Children at Risk Research Development Network: a thriving Three Schools collaboration
The Children at Risk Research Development Network (RDN) is a collaboration focused on preventing children’s social care involvement, and offers a great example of how Three Schools links can foster exciting programmes of research activity. It is led through a partnership between the University of Sheffield (as an NIHR School for Social Care Research member) and the University of Liverpool’s Health Inequalities Policy Research Group (as an NIHR School for Public Health Research member within LiLaC). The RDN was initially funded by an NIHR Three Schools Prevention Programme RDN grant which supported a series of workshops that brought together academics, policy and practice partners, people with lived experience of the child protection system, and local and national charities.
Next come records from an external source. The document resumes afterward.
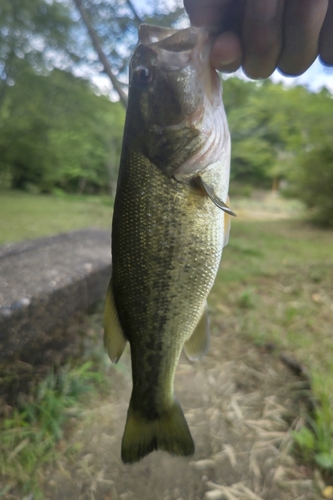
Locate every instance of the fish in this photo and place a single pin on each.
(171, 221)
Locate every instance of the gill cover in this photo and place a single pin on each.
(175, 101)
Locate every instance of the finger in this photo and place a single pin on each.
(262, 37)
(326, 37)
(303, 20)
(226, 53)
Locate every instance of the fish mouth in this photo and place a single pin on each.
(172, 50)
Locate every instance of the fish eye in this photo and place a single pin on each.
(143, 76)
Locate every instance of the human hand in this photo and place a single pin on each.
(262, 35)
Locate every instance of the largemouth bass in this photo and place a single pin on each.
(168, 228)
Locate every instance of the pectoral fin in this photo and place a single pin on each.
(215, 199)
(227, 224)
(114, 339)
(197, 345)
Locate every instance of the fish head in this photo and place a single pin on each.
(175, 100)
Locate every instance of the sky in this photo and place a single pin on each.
(315, 78)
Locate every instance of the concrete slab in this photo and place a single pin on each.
(44, 282)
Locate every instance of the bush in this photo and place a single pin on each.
(315, 183)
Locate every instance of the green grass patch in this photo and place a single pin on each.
(35, 435)
(27, 216)
(275, 286)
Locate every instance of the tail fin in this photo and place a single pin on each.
(169, 432)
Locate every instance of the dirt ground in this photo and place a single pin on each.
(241, 404)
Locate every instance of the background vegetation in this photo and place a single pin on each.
(60, 143)
(57, 132)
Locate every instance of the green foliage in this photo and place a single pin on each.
(275, 287)
(283, 133)
(314, 183)
(29, 436)
(26, 216)
(56, 132)
(315, 442)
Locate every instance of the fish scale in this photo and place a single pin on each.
(161, 287)
(167, 230)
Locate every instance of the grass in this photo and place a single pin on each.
(275, 287)
(35, 433)
(27, 216)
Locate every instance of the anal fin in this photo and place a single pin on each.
(114, 338)
(197, 345)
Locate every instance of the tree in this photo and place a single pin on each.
(55, 131)
(314, 183)
(35, 34)
(112, 28)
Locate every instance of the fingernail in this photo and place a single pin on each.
(264, 10)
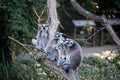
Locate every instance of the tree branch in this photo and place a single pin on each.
(52, 13)
(19, 43)
(101, 19)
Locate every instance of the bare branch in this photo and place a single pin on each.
(36, 12)
(43, 11)
(19, 43)
(102, 19)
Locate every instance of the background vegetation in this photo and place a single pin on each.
(18, 20)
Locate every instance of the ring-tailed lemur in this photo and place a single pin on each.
(42, 36)
(53, 53)
(73, 53)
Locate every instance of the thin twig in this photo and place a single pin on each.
(36, 13)
(42, 11)
(94, 34)
(19, 43)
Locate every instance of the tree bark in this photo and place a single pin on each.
(54, 23)
(102, 19)
(52, 14)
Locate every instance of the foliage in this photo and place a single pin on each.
(20, 20)
(26, 70)
(95, 68)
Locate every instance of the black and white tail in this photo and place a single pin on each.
(64, 64)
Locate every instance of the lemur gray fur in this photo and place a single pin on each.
(73, 53)
(42, 36)
(53, 53)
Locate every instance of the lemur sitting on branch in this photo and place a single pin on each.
(73, 53)
(42, 37)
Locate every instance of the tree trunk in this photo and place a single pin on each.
(52, 14)
(102, 19)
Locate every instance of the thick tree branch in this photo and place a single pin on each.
(102, 19)
(52, 13)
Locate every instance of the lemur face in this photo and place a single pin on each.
(69, 42)
(58, 35)
(44, 27)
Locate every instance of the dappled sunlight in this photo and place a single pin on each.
(107, 53)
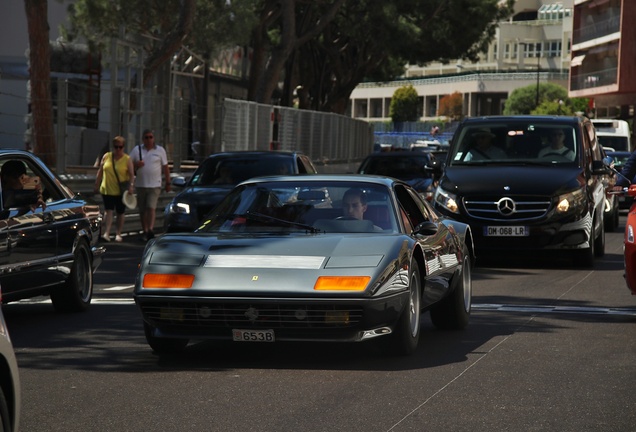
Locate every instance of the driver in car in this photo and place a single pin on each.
(354, 204)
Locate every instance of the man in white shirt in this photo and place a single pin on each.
(149, 161)
(557, 149)
(483, 148)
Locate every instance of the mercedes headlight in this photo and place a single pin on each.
(570, 201)
(181, 208)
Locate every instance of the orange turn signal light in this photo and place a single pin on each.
(342, 283)
(155, 280)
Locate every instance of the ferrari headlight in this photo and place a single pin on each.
(446, 200)
(342, 283)
(178, 207)
(570, 201)
(161, 280)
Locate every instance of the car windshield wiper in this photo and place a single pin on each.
(261, 216)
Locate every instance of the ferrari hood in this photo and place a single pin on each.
(316, 250)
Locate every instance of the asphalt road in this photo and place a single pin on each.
(549, 348)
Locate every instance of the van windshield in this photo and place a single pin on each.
(535, 143)
(613, 142)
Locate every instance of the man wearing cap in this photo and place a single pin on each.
(483, 148)
(149, 160)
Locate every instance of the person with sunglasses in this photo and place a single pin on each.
(556, 148)
(149, 160)
(115, 169)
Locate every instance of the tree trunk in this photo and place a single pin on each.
(43, 136)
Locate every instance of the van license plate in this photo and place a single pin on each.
(253, 335)
(506, 231)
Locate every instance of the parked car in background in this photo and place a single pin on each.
(528, 184)
(340, 258)
(218, 174)
(415, 168)
(47, 250)
(618, 159)
(612, 205)
(613, 133)
(10, 389)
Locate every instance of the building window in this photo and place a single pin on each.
(553, 49)
(554, 12)
(532, 50)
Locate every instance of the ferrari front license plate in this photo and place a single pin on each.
(253, 335)
(506, 231)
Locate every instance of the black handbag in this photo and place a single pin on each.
(123, 186)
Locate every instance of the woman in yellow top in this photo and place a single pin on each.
(107, 183)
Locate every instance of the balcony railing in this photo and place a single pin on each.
(594, 79)
(602, 26)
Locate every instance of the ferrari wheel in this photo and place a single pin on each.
(406, 336)
(453, 312)
(163, 345)
(76, 293)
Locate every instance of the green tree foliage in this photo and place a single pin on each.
(451, 106)
(323, 48)
(553, 100)
(370, 40)
(161, 27)
(404, 104)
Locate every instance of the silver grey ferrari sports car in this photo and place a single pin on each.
(309, 258)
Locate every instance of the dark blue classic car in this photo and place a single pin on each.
(415, 168)
(218, 174)
(47, 247)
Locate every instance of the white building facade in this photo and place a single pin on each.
(532, 47)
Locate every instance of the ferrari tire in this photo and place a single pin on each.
(599, 242)
(163, 345)
(453, 312)
(405, 337)
(76, 293)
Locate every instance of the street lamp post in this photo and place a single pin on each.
(538, 71)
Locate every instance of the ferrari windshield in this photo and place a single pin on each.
(316, 207)
(518, 143)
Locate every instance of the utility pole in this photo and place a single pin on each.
(538, 73)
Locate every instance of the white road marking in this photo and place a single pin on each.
(585, 310)
(119, 288)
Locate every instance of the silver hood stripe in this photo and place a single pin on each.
(264, 261)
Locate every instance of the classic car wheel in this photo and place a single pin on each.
(599, 243)
(585, 257)
(406, 335)
(453, 312)
(163, 345)
(5, 417)
(76, 293)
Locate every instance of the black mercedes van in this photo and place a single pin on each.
(527, 184)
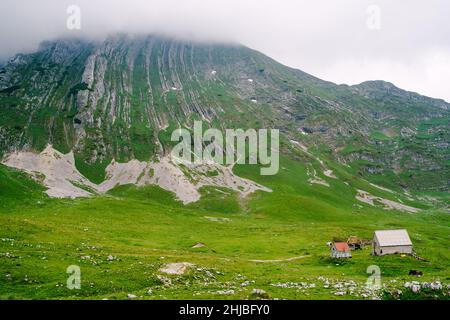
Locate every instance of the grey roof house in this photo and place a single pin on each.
(391, 242)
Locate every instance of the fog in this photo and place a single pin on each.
(406, 42)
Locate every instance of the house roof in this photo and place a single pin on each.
(387, 238)
(341, 246)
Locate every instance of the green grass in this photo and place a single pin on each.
(147, 228)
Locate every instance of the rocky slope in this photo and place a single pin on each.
(119, 100)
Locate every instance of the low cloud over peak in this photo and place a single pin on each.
(349, 41)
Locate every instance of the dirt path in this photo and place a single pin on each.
(280, 260)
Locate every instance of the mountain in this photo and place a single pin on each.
(86, 180)
(120, 99)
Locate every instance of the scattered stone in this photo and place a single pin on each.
(415, 288)
(177, 268)
(259, 294)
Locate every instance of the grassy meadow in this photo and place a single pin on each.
(271, 241)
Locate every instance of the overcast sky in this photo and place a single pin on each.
(406, 42)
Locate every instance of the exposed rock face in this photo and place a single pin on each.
(122, 97)
(64, 180)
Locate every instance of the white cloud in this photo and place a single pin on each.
(326, 38)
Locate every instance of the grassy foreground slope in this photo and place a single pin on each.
(270, 241)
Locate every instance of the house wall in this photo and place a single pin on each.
(380, 251)
(339, 254)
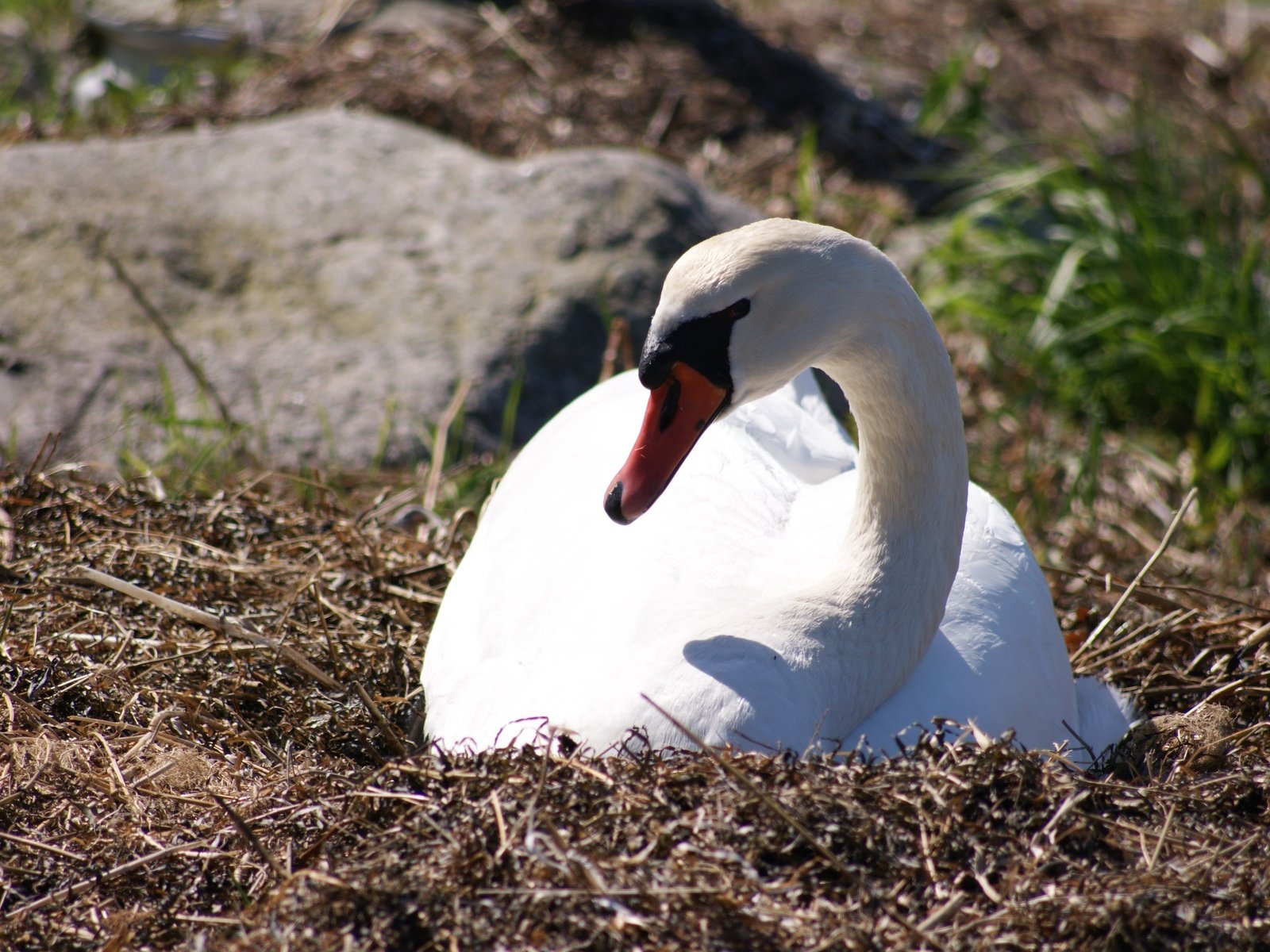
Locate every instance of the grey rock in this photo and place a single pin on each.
(333, 274)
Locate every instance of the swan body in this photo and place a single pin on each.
(787, 590)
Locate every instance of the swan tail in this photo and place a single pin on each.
(1104, 714)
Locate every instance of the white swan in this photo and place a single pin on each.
(787, 592)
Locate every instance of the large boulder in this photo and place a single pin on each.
(332, 274)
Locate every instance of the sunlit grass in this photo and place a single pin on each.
(1127, 291)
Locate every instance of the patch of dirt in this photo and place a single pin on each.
(203, 708)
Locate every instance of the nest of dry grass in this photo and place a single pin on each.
(216, 758)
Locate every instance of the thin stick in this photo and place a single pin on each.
(438, 443)
(1141, 575)
(156, 317)
(829, 856)
(222, 626)
(380, 720)
(249, 835)
(84, 885)
(46, 847)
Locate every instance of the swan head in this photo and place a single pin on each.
(741, 315)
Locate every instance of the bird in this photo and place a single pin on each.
(752, 578)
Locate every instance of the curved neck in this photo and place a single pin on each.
(902, 546)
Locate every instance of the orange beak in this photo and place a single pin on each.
(679, 413)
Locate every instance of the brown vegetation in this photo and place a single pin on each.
(216, 758)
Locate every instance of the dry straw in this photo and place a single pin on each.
(202, 715)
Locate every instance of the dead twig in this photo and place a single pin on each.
(222, 626)
(1140, 577)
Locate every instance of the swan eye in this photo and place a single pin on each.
(734, 313)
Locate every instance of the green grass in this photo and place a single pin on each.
(42, 54)
(1127, 291)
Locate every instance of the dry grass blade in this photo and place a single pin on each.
(795, 824)
(1155, 558)
(224, 626)
(124, 720)
(75, 889)
(249, 835)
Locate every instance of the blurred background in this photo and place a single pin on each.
(1077, 188)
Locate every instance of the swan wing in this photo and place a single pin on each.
(560, 616)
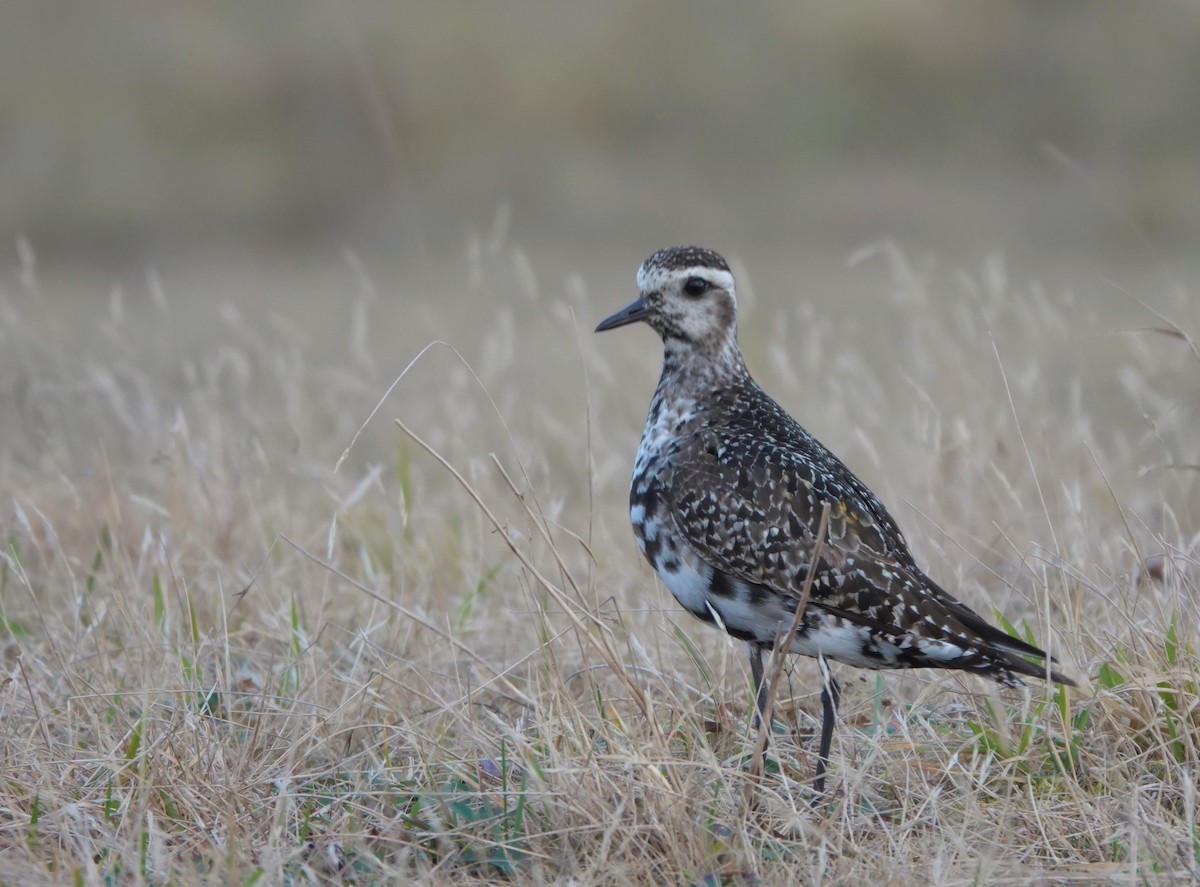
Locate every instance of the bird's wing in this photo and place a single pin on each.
(751, 508)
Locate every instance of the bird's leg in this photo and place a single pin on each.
(831, 695)
(760, 685)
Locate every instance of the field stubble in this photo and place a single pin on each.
(445, 660)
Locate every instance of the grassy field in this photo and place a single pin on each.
(445, 660)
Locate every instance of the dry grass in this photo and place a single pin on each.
(225, 661)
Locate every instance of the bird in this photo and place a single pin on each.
(745, 516)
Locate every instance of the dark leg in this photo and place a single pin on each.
(831, 695)
(760, 685)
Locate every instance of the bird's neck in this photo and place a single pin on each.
(694, 370)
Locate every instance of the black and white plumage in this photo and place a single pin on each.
(727, 493)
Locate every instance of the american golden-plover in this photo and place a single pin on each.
(727, 498)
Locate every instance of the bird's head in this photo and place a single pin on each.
(687, 294)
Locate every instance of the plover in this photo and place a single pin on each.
(726, 499)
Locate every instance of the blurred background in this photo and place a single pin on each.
(241, 149)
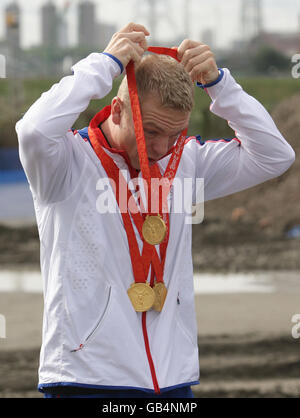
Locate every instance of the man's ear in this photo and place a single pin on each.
(117, 106)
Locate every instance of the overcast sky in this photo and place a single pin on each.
(221, 16)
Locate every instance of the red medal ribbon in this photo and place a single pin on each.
(141, 262)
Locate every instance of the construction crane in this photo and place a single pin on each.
(251, 18)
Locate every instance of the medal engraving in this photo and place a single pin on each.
(142, 296)
(154, 229)
(160, 296)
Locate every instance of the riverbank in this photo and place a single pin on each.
(245, 345)
(219, 245)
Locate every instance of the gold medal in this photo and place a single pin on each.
(154, 229)
(160, 296)
(142, 296)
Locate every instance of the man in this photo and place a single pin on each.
(99, 338)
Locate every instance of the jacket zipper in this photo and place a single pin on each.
(81, 346)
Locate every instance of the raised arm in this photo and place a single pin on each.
(45, 141)
(257, 153)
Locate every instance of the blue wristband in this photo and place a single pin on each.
(116, 60)
(204, 86)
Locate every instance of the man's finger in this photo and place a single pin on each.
(186, 44)
(135, 27)
(190, 53)
(136, 37)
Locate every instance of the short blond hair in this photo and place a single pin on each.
(164, 76)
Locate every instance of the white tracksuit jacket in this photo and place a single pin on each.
(92, 336)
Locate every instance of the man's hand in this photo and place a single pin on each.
(198, 60)
(129, 43)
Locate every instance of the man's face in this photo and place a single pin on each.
(162, 127)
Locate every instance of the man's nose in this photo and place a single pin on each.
(159, 147)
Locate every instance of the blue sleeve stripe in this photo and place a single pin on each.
(221, 75)
(116, 60)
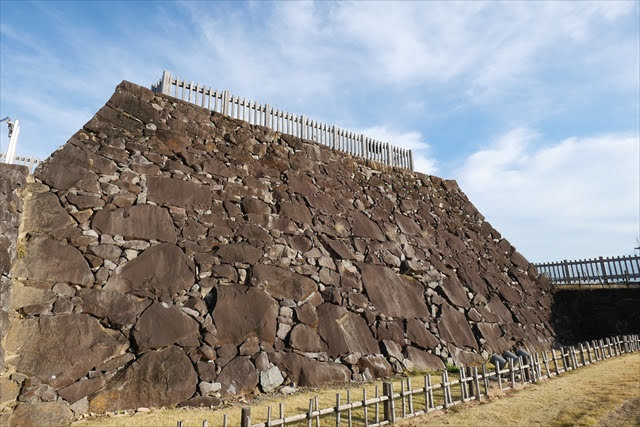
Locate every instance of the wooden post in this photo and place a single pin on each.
(409, 389)
(245, 417)
(512, 374)
(349, 407)
(404, 410)
(389, 407)
(364, 406)
(445, 385)
(485, 380)
(225, 102)
(545, 360)
(426, 394)
(476, 382)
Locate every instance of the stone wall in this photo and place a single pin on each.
(177, 256)
(12, 180)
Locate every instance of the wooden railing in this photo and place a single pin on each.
(281, 121)
(604, 271)
(472, 384)
(30, 162)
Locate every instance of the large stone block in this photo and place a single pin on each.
(161, 325)
(158, 378)
(136, 222)
(176, 192)
(344, 332)
(161, 270)
(59, 349)
(281, 283)
(307, 372)
(241, 312)
(50, 261)
(407, 298)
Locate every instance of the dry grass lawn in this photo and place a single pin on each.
(603, 394)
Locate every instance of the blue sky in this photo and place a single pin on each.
(533, 107)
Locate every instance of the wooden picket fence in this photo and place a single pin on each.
(30, 162)
(281, 121)
(595, 271)
(472, 383)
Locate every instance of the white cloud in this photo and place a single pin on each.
(574, 198)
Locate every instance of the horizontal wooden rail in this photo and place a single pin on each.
(601, 271)
(471, 384)
(30, 162)
(281, 121)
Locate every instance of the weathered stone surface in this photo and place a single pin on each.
(380, 282)
(42, 212)
(270, 379)
(49, 261)
(69, 167)
(161, 270)
(176, 192)
(418, 334)
(136, 222)
(158, 378)
(119, 309)
(454, 328)
(239, 252)
(242, 312)
(160, 326)
(377, 366)
(344, 332)
(492, 333)
(454, 292)
(60, 349)
(423, 360)
(238, 377)
(80, 389)
(281, 283)
(9, 391)
(46, 414)
(365, 227)
(307, 372)
(306, 339)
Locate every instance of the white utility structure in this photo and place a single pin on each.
(14, 131)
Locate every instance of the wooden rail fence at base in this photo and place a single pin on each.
(470, 385)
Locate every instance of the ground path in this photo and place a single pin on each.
(606, 393)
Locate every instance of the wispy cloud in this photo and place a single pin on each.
(557, 198)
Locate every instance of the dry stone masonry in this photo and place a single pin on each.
(175, 256)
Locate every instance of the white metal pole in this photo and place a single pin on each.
(13, 141)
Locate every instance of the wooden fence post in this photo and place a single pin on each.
(445, 386)
(476, 382)
(485, 380)
(389, 406)
(245, 417)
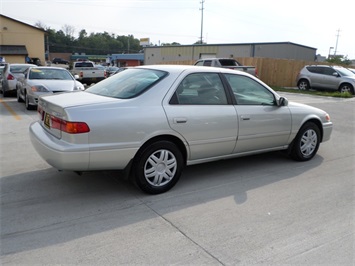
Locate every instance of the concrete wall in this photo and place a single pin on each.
(14, 32)
(160, 54)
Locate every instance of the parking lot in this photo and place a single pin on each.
(264, 209)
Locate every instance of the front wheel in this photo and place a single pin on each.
(158, 167)
(306, 143)
(346, 88)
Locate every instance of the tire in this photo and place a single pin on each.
(19, 99)
(346, 88)
(158, 167)
(306, 143)
(303, 84)
(5, 93)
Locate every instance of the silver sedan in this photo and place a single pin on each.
(39, 81)
(153, 120)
These workshops helped set a shared research agenda that directly underpinned two successful NIHR Three Schools research bids:
- Evaluation of the Family Safeguarding Model integrated with anti-poverty initiatives (Three Schools Practice Evaluation Scheme): This project examines how embedding anti-poverty support within the Family Safeguarding Model—implemented in Liverpool—can reduce child protection interventions and improve mental health outcomes for families in need. It seeks to demonstrate how a combined approach may offer a more holistic and effective preventive strategy than standard social care models alone.
- Informing policy and practice to prevent care entry through a better understanding of ‘neglect’ and its impacts (Three Schools Research Project grant): This study aims to deepen our understanding of the nature, causes, and consequences of neglect, with the goal of identifying actionable insights that can inform more effective early interventions and policy frameworks. By clarifying how neglect manifests and impacts families, the project will support the development of prevention-oriented strategies and evidence-based policy recommendations to reduce care entry.
Together, these projects reflect the RDN’s commitment not only to advancing knowledge but also to ensuring tangible impact for children, families and services, while laying the foundations for a continuing programme of collaborative, high-quality research to shape future policy and practice.